There are some great things happening along these lines in the United States today. You might not know it, but back in 1993 Congress passed a law called the Government Performance and Results Act. This law orders government departments to identify in a strategic plan what it is that they intend to achieve, and to report each year what they actually did achieve in terms of public benefits. Following on this, two years ago President Bush brought to the table something called the President’s Management Agenda, which sifts through the information in these reports and decides how to respond. These mechanisms are promising if they are used properly. Consider this: There are currently 178 federal programs designed to help people get back to work. They cost $8.4 billion, and 2.4 million people are employed as a result of them. But if we took the most effective three programs out of those 178 and put the $8.4 billion into them alone, the result would likely be that 14.7 million people would find jobs. The status quo costs America over 11 million jobs. The kind of new thinking I am talking about would build into the system a consequence for the administrator who is responsible for this failure of sound stewardship of taxpayer dollars. It is in this direction that the government needs to move.

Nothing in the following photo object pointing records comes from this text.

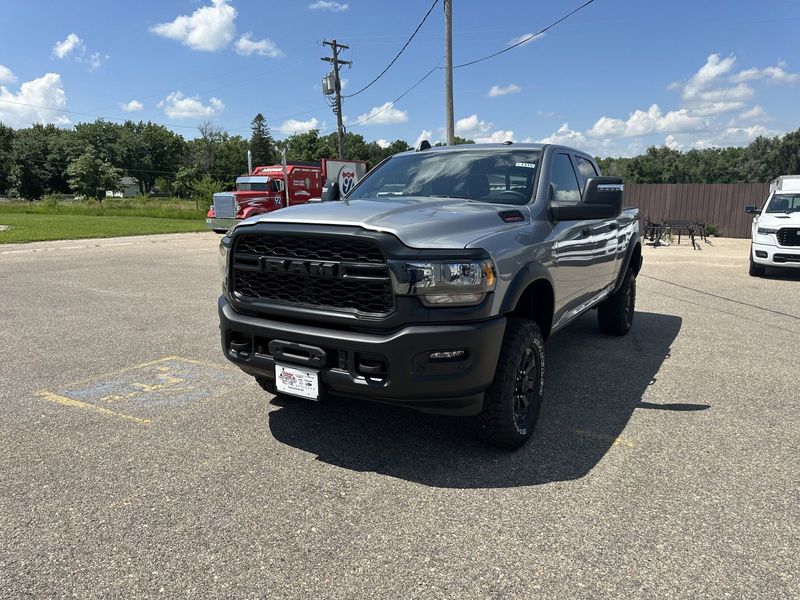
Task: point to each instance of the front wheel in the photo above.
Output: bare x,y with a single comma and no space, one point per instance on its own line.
514,399
615,314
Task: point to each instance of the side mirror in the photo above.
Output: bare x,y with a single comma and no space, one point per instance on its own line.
602,199
330,192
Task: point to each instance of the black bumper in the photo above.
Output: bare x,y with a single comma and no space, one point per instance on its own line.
391,367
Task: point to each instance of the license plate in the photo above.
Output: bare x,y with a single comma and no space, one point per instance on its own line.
297,382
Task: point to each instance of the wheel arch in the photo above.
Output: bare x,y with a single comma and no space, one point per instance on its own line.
531,295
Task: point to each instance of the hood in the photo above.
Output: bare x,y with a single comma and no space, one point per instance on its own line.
417,221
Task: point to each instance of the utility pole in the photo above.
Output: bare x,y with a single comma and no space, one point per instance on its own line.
337,88
448,71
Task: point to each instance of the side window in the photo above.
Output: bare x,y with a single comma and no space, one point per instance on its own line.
563,178
585,168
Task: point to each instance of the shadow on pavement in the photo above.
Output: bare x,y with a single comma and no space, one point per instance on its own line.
593,385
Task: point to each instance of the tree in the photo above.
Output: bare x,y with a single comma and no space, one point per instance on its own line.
92,177
261,143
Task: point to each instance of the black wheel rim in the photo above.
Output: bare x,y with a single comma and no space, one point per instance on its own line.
526,386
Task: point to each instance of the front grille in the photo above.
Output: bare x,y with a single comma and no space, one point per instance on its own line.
789,236
287,269
224,206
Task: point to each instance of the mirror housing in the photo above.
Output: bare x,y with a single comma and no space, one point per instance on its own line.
330,192
602,199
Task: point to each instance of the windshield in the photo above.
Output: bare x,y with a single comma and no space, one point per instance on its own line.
784,203
269,186
501,176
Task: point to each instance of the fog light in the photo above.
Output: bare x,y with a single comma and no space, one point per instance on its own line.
447,354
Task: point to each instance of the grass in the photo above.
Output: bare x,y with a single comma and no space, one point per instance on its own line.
141,206
27,227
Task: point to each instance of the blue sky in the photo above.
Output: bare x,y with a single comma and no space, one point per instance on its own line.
615,78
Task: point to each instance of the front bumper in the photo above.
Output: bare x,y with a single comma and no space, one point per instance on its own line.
411,379
220,224
776,256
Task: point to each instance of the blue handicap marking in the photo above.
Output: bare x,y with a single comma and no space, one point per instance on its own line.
151,388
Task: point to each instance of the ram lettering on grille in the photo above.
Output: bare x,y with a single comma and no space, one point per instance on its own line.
334,273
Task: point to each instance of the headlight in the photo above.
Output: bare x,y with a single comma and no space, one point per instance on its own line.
444,282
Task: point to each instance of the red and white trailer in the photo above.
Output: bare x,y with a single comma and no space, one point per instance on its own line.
265,189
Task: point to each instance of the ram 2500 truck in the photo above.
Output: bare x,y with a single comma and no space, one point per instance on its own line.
435,283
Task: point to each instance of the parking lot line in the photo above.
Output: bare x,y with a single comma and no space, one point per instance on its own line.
64,401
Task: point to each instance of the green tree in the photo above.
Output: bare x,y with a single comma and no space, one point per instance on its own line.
261,143
92,177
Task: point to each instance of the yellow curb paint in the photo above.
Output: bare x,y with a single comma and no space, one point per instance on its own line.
64,401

Reprinted by permission from Imprimis, a publication of Hillsdale College.


Obviously, this was not an example of an anarchist community, but it is an excellent example of people taking charge, and limiting government, and the excellent gains that were achieved because of it.

Other examples of government being tossed out of the loop in regards to private police protection is the following:

In Reminderville, Ohio, the city receives complete police protection from a private firm run by Arthur Robataille. Because of this, the people of Reminderville pay only half of what they originally paid the sheriff's office, and the service level is a lot higher. They contract for 90,000 per year calls for Corporate Security, Inc. to provide the service of seven officers, two patrol cars, and a six minute response time. One of the outcomes of this is that burglary rates in one 3.5 square mile area dropped from 14% to 0.7% per month and remain there (Source: Every Man and Woman an Island, by Robert Clapp, page 117).

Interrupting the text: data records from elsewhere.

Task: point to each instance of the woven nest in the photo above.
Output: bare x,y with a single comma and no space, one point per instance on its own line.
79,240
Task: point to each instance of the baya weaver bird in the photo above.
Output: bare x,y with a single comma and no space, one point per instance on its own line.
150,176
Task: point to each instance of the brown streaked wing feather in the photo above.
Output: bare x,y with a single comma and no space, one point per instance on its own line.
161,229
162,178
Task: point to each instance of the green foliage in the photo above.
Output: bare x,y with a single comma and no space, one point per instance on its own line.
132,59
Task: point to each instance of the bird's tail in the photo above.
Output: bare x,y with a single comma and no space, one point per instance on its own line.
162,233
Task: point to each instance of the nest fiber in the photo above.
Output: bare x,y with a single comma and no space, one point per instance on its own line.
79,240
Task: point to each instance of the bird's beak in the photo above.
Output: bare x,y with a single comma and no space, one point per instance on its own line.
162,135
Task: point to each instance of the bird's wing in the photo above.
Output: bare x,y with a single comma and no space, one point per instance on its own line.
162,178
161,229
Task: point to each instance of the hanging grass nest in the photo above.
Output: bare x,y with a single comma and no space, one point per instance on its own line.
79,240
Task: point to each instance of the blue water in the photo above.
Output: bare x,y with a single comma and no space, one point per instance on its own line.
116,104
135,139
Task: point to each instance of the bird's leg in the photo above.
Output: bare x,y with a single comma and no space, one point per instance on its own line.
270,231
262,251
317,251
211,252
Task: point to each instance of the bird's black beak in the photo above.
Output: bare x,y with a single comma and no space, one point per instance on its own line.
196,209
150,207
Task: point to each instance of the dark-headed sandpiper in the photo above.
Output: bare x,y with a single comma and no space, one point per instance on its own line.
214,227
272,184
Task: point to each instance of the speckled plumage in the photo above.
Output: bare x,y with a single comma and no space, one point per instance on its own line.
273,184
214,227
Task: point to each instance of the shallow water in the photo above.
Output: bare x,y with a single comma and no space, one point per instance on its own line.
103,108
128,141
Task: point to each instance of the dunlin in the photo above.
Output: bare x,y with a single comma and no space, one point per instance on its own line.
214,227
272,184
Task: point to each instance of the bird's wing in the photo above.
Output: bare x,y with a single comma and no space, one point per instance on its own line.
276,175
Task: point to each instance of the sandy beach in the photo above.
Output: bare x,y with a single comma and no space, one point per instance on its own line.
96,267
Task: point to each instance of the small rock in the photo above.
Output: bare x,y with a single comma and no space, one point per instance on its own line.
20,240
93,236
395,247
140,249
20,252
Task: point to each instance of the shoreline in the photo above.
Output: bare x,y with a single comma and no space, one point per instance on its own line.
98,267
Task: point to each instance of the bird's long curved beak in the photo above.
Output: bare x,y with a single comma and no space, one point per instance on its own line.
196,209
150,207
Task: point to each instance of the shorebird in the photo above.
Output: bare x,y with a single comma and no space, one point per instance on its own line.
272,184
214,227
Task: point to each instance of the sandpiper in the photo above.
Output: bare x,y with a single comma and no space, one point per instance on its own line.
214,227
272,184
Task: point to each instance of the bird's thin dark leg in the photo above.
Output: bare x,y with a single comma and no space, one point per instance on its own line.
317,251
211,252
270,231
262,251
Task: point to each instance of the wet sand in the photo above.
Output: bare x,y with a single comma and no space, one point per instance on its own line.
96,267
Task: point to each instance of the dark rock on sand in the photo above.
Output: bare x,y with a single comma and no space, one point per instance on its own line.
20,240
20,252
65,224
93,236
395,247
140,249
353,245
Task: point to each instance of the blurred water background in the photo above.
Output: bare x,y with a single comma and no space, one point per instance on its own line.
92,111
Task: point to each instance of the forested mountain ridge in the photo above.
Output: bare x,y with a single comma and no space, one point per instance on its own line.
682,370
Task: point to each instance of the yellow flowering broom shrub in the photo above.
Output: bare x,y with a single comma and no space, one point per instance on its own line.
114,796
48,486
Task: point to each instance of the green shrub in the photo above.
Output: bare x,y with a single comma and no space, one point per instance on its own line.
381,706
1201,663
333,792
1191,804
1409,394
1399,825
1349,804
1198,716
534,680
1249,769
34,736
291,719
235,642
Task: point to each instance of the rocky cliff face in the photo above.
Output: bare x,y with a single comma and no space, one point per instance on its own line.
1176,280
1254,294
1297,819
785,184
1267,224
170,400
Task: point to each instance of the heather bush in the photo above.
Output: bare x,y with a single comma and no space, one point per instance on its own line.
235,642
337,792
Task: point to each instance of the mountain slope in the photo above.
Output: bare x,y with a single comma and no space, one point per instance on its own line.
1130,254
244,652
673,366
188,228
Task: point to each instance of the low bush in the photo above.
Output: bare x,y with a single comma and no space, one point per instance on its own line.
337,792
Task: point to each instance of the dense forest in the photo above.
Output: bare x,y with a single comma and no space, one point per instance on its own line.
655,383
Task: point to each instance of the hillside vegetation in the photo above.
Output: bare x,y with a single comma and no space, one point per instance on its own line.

Another city is Oro Valley, Arizona, which privatized its police services. The town hired a private firm to replace the County Sheriff's department. Even though the private firm gave higher quality service, cut a substantial amount of the cost, and had the complete support of all the citizens, the arrangement was challenged in court by the state law enforcement officer's association. Due to legal expenses, the private firm decided not to fight. Today, Oro Valley's government run police department costs four times as much in inflated-adjusted dollars (Source: Every Man and Woman an Island, by Robert Clapp, page 118).

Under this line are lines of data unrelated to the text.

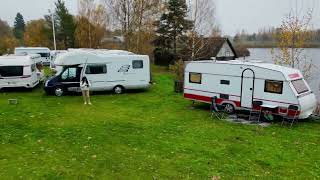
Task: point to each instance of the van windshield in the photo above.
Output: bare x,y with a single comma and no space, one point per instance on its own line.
11,71
44,54
300,86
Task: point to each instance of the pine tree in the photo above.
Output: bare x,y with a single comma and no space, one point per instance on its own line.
19,27
65,25
172,25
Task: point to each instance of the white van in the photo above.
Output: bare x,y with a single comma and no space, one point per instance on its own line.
19,71
44,52
238,85
104,71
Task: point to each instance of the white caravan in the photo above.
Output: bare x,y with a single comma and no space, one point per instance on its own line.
19,71
44,52
239,85
104,71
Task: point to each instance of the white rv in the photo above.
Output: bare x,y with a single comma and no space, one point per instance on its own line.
19,71
42,51
104,71
239,85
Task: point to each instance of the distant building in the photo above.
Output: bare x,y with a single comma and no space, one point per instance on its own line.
113,39
113,42
221,49
211,48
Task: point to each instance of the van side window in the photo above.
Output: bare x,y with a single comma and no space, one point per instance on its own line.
271,86
137,64
96,69
195,78
11,71
226,82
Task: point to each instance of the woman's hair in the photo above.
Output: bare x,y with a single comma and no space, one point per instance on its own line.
84,79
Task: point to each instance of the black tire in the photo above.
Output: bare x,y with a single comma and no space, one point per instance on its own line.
118,89
229,108
59,91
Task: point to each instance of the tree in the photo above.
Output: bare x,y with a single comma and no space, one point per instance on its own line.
135,19
65,25
37,33
19,27
291,39
7,40
172,25
91,24
202,13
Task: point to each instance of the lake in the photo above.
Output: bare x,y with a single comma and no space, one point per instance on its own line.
264,54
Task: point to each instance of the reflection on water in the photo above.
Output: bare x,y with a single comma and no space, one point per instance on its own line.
264,54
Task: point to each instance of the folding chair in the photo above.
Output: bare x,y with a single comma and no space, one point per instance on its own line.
256,110
217,111
291,115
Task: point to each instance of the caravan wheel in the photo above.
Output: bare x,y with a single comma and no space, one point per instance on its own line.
118,90
58,91
229,108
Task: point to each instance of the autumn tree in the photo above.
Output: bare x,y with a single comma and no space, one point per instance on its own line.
291,39
19,27
173,24
65,25
135,19
91,24
7,40
37,34
202,13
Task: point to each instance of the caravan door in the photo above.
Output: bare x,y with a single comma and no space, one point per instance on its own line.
97,75
247,88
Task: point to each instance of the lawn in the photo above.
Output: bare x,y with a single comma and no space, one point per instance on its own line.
153,134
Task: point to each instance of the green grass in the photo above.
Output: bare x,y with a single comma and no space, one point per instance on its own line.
154,134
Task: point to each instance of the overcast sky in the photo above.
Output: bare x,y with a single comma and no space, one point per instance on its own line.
232,15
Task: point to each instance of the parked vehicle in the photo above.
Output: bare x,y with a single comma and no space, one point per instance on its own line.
239,85
42,51
104,71
19,71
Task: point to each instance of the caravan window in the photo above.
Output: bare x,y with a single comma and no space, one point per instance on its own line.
10,71
69,74
195,78
273,86
137,64
300,86
225,82
96,69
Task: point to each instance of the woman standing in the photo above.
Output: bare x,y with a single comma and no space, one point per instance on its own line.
85,87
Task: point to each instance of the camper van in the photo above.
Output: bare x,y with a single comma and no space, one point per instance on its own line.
239,85
19,71
104,71
42,51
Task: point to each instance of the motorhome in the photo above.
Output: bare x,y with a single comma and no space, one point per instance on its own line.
19,71
239,85
44,52
104,71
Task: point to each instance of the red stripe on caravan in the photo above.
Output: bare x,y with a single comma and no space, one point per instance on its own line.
210,92
208,99
198,97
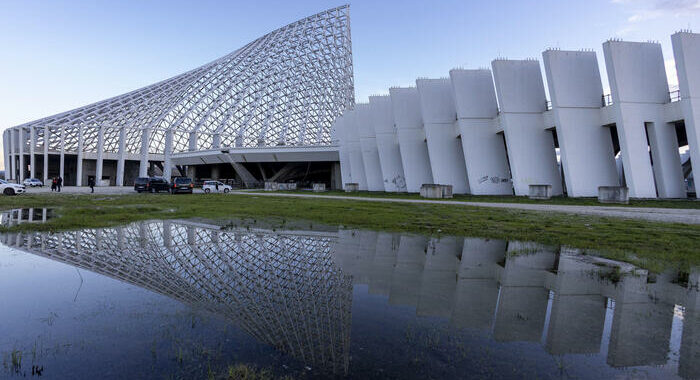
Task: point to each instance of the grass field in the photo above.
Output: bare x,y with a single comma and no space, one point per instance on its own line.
650,244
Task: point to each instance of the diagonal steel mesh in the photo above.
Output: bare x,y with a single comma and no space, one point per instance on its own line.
285,88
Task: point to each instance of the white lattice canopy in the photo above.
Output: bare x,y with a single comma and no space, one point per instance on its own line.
285,88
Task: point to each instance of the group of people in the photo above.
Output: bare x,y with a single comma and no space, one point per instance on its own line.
56,184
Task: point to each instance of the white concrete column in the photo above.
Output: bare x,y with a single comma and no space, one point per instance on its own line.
411,135
382,118
167,154
62,159
143,167
368,145
585,147
484,151
13,153
47,141
121,157
357,165
686,51
22,166
439,122
6,152
79,158
99,163
32,158
520,92
640,89
339,132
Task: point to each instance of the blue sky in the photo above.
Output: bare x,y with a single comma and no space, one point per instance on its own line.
59,55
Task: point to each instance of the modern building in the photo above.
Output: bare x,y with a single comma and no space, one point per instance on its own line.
282,109
262,112
495,132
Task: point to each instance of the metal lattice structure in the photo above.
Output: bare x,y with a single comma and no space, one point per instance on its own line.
284,89
283,288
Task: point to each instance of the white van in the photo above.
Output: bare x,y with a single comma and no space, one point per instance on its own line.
215,187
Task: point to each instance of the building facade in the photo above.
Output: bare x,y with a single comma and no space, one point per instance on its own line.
271,101
493,131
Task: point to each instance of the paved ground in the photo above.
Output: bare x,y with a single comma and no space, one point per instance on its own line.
690,216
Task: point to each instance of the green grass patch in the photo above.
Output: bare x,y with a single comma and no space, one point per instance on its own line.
653,245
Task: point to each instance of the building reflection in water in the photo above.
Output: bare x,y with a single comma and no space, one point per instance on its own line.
293,290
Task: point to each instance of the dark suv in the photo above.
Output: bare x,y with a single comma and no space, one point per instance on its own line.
152,184
182,185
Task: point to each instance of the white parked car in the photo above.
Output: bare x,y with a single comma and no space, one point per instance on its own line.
33,182
7,188
215,187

That is an excellent example of what happens when the government senses competition: it wants to extinguish it. Despite it's claims of wanting to help its citizens, what this proves is the monopoly the government wants on everything. I think the reason is clear. The more it forces its way into peoples' lives, the more power it will ultimately gain over those people.

In San Francisco the entire north section of the city, to date (the date of my source is 2004), has eighty "private police beats"and are owned by private specialists. Business owners, homeowners, and landlords pay them. Each patrolman purchases a beat and negotiates the contract with each property owner. The costs for the service has produced a per annum savings in theft and damages in excess of four times that of the contracted costs, and nearly ten times that of when the local government "protected" them (Source: Every Man and Woman an Island, by Robert Clapp, page 118).

Other than the above examples, other services have begun to be privatized. Such services are the following, along with the number of cities that have switched from a government run service, to a private one.

Refuse Collection....... 489
Water Supply.............. 286
Street Construction/Maintenance... 206
Hospitals..................... 107
Libraries...................... 88
Fire Services................ 65
Full and Partial Police Services... 28

All of the above services were privatized and all of them operated more effectively and at a greatly reduced cost.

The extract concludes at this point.